In this Article
Scrapy is the production Python framework for serious web scraping — fast, asynchronous, and built for crawling at scale. But crawl a real target from one datacenter IP and you’ll be rate-limited or blocked within minutes. The fix is to route Scrapy through proxies — ideally residential — so requests look like real users. The good news: Scrapy’s proxy support is built in via request.meta['proxy'], and with a rotating gateway you don’t even manage an IP list. This guide shows exactly how to use a proxy with Scrapy (per-request, a middleware for all requests, and rotation), then ranks the 8 best proxies for Scrapy in 2026. DataImpulse at $1/GB is the value baseline.

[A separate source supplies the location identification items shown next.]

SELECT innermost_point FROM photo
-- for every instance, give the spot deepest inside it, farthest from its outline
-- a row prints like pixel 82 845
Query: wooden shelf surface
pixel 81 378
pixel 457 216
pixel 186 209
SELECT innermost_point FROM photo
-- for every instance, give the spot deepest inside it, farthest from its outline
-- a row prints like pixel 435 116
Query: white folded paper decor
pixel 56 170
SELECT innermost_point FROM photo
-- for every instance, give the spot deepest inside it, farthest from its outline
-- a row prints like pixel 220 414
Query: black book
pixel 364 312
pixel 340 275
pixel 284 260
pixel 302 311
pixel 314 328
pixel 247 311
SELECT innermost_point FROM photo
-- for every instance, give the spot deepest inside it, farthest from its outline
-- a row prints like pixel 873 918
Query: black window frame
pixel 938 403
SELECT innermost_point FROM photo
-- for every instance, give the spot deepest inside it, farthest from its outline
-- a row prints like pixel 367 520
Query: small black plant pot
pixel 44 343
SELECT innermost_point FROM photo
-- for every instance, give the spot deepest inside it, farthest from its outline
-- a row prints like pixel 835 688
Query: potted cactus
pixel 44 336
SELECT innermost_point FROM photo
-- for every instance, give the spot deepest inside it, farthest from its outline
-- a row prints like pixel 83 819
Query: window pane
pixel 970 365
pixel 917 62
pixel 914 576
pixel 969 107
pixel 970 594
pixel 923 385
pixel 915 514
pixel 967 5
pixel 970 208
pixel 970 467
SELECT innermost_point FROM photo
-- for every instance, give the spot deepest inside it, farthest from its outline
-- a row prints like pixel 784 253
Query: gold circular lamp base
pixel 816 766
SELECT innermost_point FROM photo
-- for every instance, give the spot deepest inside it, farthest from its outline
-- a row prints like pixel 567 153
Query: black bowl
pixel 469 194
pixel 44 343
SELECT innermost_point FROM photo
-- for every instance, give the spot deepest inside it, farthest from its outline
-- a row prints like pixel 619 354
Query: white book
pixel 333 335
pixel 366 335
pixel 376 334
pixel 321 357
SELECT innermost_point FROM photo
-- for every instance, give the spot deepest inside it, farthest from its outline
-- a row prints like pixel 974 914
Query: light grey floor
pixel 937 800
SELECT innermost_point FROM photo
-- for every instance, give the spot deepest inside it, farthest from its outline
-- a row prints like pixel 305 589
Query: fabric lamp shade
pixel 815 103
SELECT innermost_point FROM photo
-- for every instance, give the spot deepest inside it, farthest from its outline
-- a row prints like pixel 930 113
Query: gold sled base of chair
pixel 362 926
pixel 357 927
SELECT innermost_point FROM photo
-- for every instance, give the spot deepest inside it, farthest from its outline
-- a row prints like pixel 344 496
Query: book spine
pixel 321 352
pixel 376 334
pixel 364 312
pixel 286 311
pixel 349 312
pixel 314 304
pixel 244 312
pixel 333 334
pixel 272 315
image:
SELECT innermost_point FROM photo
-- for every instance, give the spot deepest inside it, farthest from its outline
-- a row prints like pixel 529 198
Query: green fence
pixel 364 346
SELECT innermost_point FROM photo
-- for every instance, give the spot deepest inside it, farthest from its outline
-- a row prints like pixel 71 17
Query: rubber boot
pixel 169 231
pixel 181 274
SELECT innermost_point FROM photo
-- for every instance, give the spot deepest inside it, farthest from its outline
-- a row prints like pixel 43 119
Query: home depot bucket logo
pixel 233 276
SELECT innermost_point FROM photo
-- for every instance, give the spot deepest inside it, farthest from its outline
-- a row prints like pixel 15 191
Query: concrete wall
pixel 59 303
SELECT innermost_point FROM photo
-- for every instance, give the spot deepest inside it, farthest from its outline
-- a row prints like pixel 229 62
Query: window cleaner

I’m Andrii Byzov, an AI-Native Fractional CMO who runs Scrapy crawlers daily. Below: the copy-paste setup, the middleware-order gotcha, and the providers worth your budget.
Key Facts
- Set the proxy with
request.meta['proxy']— Scrapy’s built-inHttpProxyMiddlewarereads it and handles authentication from the proxy URL (http://user:pass@host:port). - Apply it to every request with a tiny DownloaderMiddleware, or set it per-request in
start_requests. - A rotating gateway means no IP list. Point
meta['proxy']at a rotating residential endpoint (like DataImpulse) and each request egresses from a fresh IP automatically. - For a static IP list, use
scrapy-rotating-proxies(ROTATING_PROXY_LIST) — it rotates, ban-detects, and sits beforeHttpProxyMiddlewarein the order (its default priorities already do this). - Scrapy supports HTTP/HTTPS proxies natively (not SOCKS5) — use the HTTP endpoint (DataImpulse port 823). Pair with residential at $1/GB, datacenter $0.50/GB, mobile $2/GB across a 90M+ pool, 195 countries.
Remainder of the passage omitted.